Maybe the least strong feature of Sandford's writing is the depth with which he represents his characters. Yet by reading the series in order, this isn't as much as a problem as it would be for a standalone work. From book to book, characters, especially Lucas, become more familiar as they develop and progress. For this reason and others I strongly recommend these books be read in sequence.
Still, this book, more than Silent Prey, works on its own. While I give it the highest rating, five stars, as part of the series, by itself it's still worth four.

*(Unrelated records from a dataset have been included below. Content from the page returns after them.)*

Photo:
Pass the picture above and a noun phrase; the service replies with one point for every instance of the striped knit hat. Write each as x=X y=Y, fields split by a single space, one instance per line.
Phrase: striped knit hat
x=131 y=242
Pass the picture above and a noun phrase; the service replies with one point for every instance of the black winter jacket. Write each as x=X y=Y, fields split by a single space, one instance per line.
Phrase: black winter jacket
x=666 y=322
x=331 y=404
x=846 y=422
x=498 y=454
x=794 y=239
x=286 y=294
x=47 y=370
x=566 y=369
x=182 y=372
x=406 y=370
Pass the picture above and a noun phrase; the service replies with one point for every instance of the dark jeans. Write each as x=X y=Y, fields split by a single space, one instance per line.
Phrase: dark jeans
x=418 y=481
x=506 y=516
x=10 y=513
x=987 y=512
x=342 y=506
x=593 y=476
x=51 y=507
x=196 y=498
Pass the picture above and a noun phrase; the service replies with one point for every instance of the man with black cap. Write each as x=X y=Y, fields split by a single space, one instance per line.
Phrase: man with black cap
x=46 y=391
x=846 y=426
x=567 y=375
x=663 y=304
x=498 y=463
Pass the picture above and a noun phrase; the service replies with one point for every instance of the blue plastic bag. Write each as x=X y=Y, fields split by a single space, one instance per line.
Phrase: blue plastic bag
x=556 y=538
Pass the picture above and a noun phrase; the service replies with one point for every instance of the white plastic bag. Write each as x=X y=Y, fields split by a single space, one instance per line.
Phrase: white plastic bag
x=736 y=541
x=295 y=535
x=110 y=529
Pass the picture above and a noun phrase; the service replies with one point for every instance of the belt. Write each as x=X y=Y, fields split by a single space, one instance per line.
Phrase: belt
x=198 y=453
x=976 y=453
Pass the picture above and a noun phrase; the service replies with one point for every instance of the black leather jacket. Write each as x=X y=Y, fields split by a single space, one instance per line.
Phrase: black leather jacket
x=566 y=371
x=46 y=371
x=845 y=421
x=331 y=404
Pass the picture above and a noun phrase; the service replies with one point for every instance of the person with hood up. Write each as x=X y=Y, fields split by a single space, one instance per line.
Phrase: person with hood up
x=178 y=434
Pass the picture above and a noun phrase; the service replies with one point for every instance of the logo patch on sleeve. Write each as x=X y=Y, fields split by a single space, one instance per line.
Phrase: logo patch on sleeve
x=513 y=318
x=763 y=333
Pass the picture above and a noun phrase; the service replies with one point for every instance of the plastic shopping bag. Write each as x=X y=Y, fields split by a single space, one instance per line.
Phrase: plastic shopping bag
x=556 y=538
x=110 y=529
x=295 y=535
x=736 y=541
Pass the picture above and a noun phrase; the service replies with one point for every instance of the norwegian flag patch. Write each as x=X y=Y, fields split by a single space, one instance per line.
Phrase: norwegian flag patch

My beef with the book was his treatment of the man in the wheelchair and the teacher at the vocational school. Davenport and a Milwaulkee cop enter the home of the wheelchair man, and he admits to producing the child porn magazine, and sending it to a printing teacher at the vocational school. He then shows them a closet stacked full of each issue he's produced. Where I'm from (a few hours drive from wisconsin), that is a serious felonly, with serious penalties, and the cops would jack the jail up and throw these guys underneath it in real life. Sanford portrays the cops as semi-tolerant of this activity, similiar to the way a cop may question a prostitute, and threaten to take her in, but really doesn't want to because it's not that major a crime. That doesn't seem true to life at all. In most or all areas of the US, mere posession of child porn is very serious, and manufacture and distribution is treated even more harshly. These guys would have been charged with several felony counts right away.